Delving into the dialogues of the characters and their multilayeredness, Tamara Trunova departs from the mundanity depicted in the text of the play and focuses on the elusive messages echoing between the lines of the characters’ lines, thus the director defines the genre of the play as a ‘collective dream’, emphasizing the absurdity that often appears in the attempts of very different people to understand each other, at the same time talking about barely perceptible threads of connection between people who, living their automatic life, are either half asleep or half awake.
Another intrigue of the project was the collaboration of the director Tamara Trunova with the artist Vlad Odudenko, who developed the visual design of the stage for the performance. Vlad Odudenko is known as the production designer of several successful Ukrainian films, his return to the theater environment was very welcome for the theater community, and his participation in the preparation of the performance Home clearly had a bright original manifestation.

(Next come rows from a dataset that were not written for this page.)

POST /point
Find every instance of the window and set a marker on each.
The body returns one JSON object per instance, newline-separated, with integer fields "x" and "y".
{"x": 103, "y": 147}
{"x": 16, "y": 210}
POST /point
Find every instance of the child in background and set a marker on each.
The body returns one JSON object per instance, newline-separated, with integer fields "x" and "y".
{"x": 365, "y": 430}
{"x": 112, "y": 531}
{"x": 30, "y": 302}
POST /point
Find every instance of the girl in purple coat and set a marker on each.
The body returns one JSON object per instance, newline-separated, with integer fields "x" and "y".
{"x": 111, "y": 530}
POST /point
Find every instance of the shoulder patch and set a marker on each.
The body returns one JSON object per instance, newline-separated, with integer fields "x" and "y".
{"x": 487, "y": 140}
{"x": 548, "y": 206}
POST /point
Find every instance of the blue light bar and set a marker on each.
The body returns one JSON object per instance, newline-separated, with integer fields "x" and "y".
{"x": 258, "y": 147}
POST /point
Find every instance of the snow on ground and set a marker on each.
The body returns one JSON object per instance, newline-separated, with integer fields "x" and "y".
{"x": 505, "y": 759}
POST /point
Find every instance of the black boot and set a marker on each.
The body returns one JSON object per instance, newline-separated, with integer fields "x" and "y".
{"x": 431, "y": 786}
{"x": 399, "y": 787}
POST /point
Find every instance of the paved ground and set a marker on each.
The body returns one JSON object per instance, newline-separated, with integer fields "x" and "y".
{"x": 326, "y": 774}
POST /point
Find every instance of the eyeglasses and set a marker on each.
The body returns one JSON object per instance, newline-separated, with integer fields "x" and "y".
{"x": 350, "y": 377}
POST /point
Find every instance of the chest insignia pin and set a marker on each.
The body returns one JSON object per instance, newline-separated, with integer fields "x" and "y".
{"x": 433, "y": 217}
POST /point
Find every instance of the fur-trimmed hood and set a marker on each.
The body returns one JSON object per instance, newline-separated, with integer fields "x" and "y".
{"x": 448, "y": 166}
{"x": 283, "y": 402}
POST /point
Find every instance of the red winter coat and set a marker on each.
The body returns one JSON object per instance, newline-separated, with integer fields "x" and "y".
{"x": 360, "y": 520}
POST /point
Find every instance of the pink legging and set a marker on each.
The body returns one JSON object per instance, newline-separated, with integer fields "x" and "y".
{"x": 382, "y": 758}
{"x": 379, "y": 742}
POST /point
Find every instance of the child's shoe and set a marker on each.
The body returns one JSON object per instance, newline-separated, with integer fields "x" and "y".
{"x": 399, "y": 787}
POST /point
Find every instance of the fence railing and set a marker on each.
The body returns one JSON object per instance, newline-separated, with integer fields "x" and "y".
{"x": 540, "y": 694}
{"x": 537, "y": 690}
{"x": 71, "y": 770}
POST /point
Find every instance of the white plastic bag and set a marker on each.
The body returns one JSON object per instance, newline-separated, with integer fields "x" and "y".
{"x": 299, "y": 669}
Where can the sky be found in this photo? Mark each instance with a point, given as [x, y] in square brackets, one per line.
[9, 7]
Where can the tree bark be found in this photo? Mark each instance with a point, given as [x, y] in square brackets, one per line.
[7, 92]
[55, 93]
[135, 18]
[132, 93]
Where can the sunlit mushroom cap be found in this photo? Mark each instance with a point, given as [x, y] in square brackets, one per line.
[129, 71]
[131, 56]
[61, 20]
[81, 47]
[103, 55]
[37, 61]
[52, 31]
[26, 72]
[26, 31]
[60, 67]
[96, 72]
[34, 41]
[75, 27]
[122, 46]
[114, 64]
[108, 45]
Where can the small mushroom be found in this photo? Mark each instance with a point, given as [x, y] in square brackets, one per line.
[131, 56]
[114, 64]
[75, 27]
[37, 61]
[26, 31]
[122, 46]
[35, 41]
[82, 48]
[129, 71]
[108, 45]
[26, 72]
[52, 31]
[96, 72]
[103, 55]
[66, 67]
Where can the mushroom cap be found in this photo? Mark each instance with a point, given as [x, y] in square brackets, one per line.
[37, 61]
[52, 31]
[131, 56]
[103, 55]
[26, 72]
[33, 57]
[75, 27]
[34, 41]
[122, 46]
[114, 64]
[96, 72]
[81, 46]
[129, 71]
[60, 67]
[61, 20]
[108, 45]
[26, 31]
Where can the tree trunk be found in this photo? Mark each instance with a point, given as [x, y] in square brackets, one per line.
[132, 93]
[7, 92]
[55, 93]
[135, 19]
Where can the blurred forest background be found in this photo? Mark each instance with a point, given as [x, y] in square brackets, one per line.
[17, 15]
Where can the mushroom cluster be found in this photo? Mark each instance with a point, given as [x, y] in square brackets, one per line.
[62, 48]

During the final stage of work in September 2020, the Kyiv Academic Theater of Drama and Comedy on the left bank of Dnipro was sent to a three-week quarantine due to the COVID-19 pandemic. For this reason, the online premiere was postponed to October 30, and then, due to outbreaks of the disease, to November 17. Of course, the ‘turbulence’ of 2020 is understandable, but it is the online format that makes it possible to make changes to the dates without losing the audience. On the contrary, during that time, the Home performance became so expected and desired that more than 500 viewers registered to watch the broadcast. A premiere with such a ‘sold-out’ notice is definitely considered a success, even if it is an online premiere, and in this case, it is also a landmark event that introduces the Ukrainian theater scene to the playwright Nicola McCartney for the first time, brings together so many specialists from the fields of theater, literature, and translation in a collaborative work, for the first time a play that was translated collectively during the residency goes such a long way and turns into a bold performance. As its director Tamara Trunova said, “we take small steps”. It is from successive small and constant steps that such interdisciplinary projects are made, which bring curiosity, inspiration, and thanks to which unique and bright works are created.